MEPS “YOUR ROLE IN SHAPING THE NATION’S HEALTH”
MEPS. What is it? And why is your participation so important?
MEPS is the Medical Expenditure Panel Survey. It is an ongoing national
study that has become a main source of facts about how people in the United
States get and pay for health care. Government and private researchers use
MEPS data to help understand our health care system and the impact of health
care policy. As you know, these issues affect everyone’s lives.
MEPS is sponsored by two agencies that are part of the US Department of
Health and Human Services: AHRQ, the Agency for Healthcare Research and Quality
and CDC, the Centers for Disease Control and Prevention. AHRQ manages the
project.
MEPS households are selected from among households like yours which participated
in the National Health Interview Survey. MEPS households are chosen this
way in order to create a survey that is both scientifically accurate and
as cost-effective as possible. MEPS focuses on: health care use and cost,
the quality of care, and access to care. The data comes from two main sources:
you and your health care providers.
MEPS provides insight into many different aspects of our healthcare system.
The fact that MEPS includes families and health care providers makes this
study unique because with your consent it combines information about your
health events with medical cost information from your providers. The result
is an accurate reflection of the expenditures for health care in this country.

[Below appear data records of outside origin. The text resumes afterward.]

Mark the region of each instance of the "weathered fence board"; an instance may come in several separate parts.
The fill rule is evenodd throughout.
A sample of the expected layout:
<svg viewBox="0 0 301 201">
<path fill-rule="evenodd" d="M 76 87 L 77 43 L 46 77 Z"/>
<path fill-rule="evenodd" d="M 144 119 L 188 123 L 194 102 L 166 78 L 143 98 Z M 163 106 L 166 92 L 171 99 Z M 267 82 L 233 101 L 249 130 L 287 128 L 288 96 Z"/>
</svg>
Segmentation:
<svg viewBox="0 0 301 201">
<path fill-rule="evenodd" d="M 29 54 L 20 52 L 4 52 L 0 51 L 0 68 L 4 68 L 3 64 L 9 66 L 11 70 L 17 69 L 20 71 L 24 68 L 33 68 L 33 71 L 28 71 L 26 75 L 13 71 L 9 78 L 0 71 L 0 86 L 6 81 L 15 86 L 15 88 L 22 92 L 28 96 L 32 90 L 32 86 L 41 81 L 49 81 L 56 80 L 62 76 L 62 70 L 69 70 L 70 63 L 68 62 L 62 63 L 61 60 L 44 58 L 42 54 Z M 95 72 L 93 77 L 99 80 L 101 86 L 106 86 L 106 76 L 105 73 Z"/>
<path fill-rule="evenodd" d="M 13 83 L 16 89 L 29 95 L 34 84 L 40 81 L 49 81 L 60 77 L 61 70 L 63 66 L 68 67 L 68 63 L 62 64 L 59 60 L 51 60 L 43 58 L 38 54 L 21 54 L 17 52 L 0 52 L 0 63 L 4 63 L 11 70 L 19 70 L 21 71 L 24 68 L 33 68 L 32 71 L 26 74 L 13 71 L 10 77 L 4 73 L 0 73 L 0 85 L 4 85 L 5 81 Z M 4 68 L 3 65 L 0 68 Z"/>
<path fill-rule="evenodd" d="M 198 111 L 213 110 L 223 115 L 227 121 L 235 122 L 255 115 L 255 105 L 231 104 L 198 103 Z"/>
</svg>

This information becomes part of a national data library that can be used
to help answer questions about health care and health care policy. For example,
information collected in MEPS shows how the costs of getting different types
of health care services change over time. MEPS also collects other kinds
of information, like how people feel about the health care they receive.
AHRQ responds to thousands of requests a year for MEPS data.
The value of MEPS data was acknowledged by the American Association for
Public Opinion Research, which awarded MEPS its 2008 Policy Impact Award.
The award recognizes the study’s “extraordinary, long-term group
effort in contributing timely data and research that has informed US health
care policy decisions”.
Like all other survey research, MEPS uses information from a sample of households
who represent many other similar households. The identity of each individual
household member who participates in MEPS is kept confidential. This confidentiality
is written into the same law that authorizes MEPS. No information that might
identify an individual can be released to the public without that person’s
consent. We protect your data by removing all personal identifying information
before it is made available for study and analysis.
So, what will you be asked to do?
MEPS participants keep records about their health care and answer questions
about their health care use and how it is paid for during a series of interviews
conducted in their homes by professional interviewers. Everyone can be present,
but usually one adult answers questions for the whole family.
There will be five interviews over a two and a half year period. We ask
you to do all five interviews in order to get accurate information about
changes in health care. When the same household is surveyed multiple times,
changes in health care are easier to see. The length of the interviews vary
based on the size of the family, but it typically takes about two hours.
And if you have notes or records of your family’s health care, the
interview can go faster.
The interviewer who will contact you is an employee of Westat, a nationally
recognized research organization based near Washington, DC. Westat has been
collecting MEPS data for AHRQ since 1996. You can get more information about
Westat at www.westat.com. If you’d like more information about the
MEPS survey and your participation, please visit the MEPS website at www.meps.ahrq.gov.
Participation in MEPS is voluntary. If you choose not to participate, there’s
no penalty and you won’t lose any of the government benefits to which
you’re entitled.
If you do participate, you can withdraw or choose not to answer something
for any reason, at any time. But no one else can do this for you, and every
answer you give is valuable.
We are counting on your help to obtain a detailed picture of the health
care issues American families face today. Thank you.